Para descrever a sua combinação com mais precisão, vale ler o texto sobre cada temperamento puro — sanguíneo, colérico, melancólico e fleumático — começando pela visão geral dos temperamentos. Assim você identifica primeiro o predominante e depois reconhece os traços do secundário em você.

E os santos? Cuidado com classificações fechadas

É comum encontrar listas associando santos a temperamentos. Use-as apenas como ilustração, nunca como dogma: a Igreja não define o temperamento de nenhum santo, e a santidade não depende disso. O que os santos ensinam é justamente que qualquer temperamento, entregue à graça, pode se tornar caminho de vida com Deus. O melancólico aprende a confiar; o colérico, a servir; o sanguíneo, a perseverar; o fleumático, a se doar.

Perguntas frequentes

Como saber meu temperamento sozinho?

Observe ao longo de algumas semanas como você reage de modo habitual: a rapidez das reações, sua intensidade e quanto tempo duram. Some isso ao seu jeito diante de problemas. Esse exame sincero, de preferência feito também em oração, costuma revelar o temperamento predominante e o secundário.

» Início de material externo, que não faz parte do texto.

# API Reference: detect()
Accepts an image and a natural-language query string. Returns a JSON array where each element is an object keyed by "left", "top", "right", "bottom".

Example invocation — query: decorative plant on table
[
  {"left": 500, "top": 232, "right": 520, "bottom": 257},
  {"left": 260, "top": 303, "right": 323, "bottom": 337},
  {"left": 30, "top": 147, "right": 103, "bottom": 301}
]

Existe um teste de temperamento católico confiável?

Há testes inspirados na tradição que ajudam como ponto de partida, mas nenhum substitui a observação honesta de si mesmo e o acompanhamento espiritual. Encare o resultado como uma ferramenta de autoconhecimento, não como um rótulo definitivo.

Qual o meu temperamento se eu me identifico com vários?

É o esperado: a maioria das pessoas é uma combinação de dois temperamentos. Identifique primeiro o que mais aparece (o predominante) e depois aquele que o acompanha (o secundário). Juntos, eles descrevem você melhor do que qualquer tipo "puro".